On June 3, l944 we were loaded in trucks and headed for our ship to load for the invasion. (I am not certain about these times and can't say for sure). It took us about 30 hours to travel less that 20 miles. That was a miserable trip. The trucks would move about 20 feet and stop for awhile and then move another few feet, this went on for around 30 hours and they said the reason for the slow going was that the Germans were coming over at night and taking pictures of the coastline and by the trucks moving so slow it was made to look like that there was a convoy going to the harbor but it wasn't moving much if any but we finally got loaded on the LST "Landing Ship Tank". This is a ship that carries tanks and trucks, the front of it opened in the middle and each half swung outward like doors on hinges and then a ramp come down for the vehicles to go down on.

All our vehicles were waterproofed and could run under water, with only the exhaust and air hose sticking up. This wasn't a very successful undertakeing though because some of them drowned out anyway. The ship carried a large number of vehicles including tanks, trucks and personnel and was built to go in shallow water. It only needed about 3 feet of water to go in. It was stable enough in calm waters but rolled quite a bit in rough waters and that channel is rough.

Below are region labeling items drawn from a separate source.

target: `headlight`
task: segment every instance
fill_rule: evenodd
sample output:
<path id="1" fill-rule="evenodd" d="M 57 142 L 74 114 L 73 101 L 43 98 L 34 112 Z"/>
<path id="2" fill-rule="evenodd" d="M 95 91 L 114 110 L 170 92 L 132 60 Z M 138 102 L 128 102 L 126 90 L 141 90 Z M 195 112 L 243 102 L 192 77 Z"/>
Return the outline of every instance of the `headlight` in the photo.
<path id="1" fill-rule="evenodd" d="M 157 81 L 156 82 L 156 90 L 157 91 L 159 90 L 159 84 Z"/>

We got under way about midnight of June 4th, 1944 and hadn't gone very far out and a bad storm turned us back. We left again the next night, I don't remember what time it was, on June 5, 1944 and this time we went on to rendezvous with others off the coast of France and laid up until daylight when we told that we would be loading on the LCP's to go in but for some reason we didn't go in until late in the afternoon The action of boats heading for the land was to have started about 06:30 AM.

During the night as we were anchored at our staging area, we had an air raid by the Germans and the ship we was on was shooting those Bofors ( a 4 barrel gun) and it was really spitting out those shells and the LST we were on got credit for knocking one plane down and it lay about 50 yards from us and burned. Our ship really done some backing away to get out of the light of that fire as it lay there and burned. We didn't see a pilot and I guess he was killed instantly when it hit or when his plane was hit. Our ship got credit for knocking it down. Those bofors were really spitting out the brass.

The first thing that we seen that morning when it got light was a dead sailor floating in his life jacket, he was heading out to sea and no one stopped to pick him up, I don't know what happened to him. He was standing upright in his lifejacket.

I was laying on top of a truck loaded with ammo with one of my buddies and he said we better get off this truck because it might get a hit. I ask him where we would go because if the truck went the entire ship would go because it was loaded with ammo and if it went the whole ship would go and there was no place to go so we just laid there on the truck.

We laid there in the water until the afternoon before we off loaded on the LCP boats and we went in and in the meantime before we off loaded, we watched a duel with a U.S.Cruiser or some such ship and German gun emplacement on land.